Explain how a decision tree works along with the assumptions.
Every machine learning algorithm has their own benefits and a reason for implementation. Decision tree algorithm is one such widely used algorithm. A decision tree is an upside down tree that makes decisions based on the conditions present in the data. Let us illustrate this to make it easy. Let us take a titanic dataset and assume that we are taking a decision tree for building our final model. So internally, the algorithm will make a decision tree which will be something like this given below.
In the above representation of a tree, the conditions such as the age, diet plan and the exercise routine goes on splitting into branches until they come to a decision whether a person is fit or not. The conditions are known as the internal nodes and they split to come to a decision which is known as leaf.

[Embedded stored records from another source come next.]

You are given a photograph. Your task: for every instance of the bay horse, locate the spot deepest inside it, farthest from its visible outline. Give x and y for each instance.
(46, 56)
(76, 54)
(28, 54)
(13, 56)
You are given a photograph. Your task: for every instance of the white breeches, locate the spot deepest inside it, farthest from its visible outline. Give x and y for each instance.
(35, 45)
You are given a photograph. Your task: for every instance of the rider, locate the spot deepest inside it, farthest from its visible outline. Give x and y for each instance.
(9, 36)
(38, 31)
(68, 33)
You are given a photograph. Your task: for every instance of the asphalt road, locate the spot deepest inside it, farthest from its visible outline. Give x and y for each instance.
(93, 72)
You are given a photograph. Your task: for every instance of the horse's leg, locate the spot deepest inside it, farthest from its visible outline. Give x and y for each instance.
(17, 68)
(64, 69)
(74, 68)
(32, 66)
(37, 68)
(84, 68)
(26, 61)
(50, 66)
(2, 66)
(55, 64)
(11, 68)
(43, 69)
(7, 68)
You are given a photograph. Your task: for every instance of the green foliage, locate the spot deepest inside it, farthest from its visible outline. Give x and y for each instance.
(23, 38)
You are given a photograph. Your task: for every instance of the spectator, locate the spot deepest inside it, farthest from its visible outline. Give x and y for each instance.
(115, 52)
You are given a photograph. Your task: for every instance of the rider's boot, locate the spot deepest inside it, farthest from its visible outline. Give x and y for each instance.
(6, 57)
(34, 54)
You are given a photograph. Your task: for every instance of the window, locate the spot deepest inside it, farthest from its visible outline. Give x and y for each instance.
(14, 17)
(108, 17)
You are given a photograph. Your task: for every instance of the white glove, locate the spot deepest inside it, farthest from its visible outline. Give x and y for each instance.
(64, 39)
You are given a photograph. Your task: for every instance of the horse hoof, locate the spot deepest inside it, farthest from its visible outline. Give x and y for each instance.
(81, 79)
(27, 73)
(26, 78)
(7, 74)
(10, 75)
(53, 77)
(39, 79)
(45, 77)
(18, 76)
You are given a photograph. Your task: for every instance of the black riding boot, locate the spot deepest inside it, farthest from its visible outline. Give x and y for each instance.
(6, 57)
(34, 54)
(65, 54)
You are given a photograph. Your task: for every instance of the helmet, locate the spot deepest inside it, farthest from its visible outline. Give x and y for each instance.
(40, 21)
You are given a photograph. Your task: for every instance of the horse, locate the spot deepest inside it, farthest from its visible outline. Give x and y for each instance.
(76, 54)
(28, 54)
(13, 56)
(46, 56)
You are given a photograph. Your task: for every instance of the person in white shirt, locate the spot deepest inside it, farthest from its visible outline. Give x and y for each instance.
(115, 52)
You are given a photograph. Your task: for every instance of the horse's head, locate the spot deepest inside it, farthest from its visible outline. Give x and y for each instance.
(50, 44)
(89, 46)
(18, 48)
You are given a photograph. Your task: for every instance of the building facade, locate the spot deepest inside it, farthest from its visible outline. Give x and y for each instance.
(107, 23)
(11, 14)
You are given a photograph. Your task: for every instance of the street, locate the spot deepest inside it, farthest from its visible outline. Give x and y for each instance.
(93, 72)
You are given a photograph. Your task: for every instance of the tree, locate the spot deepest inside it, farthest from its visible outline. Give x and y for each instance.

Decision trees are of two types.
a) Classification and
b) Regression
Classification trees are applied on those data when the outcome is discrete in nature or is categorical such as presence or absence of students in a class, a person died or survived, approval of loan etc. but regression trees are used when the outcome of the data is continuous in nature such as prices, age of a person, length of stay in a hotel, etc.
Assumptions
Despite such simplicity of a decision tree, it holds certain assumptions which are
a) Discretization of continuous variables is required
b) The data taken for training should be wholly considered as root
c) Distribution of records is done in a recursive manner on the basis of attribute values.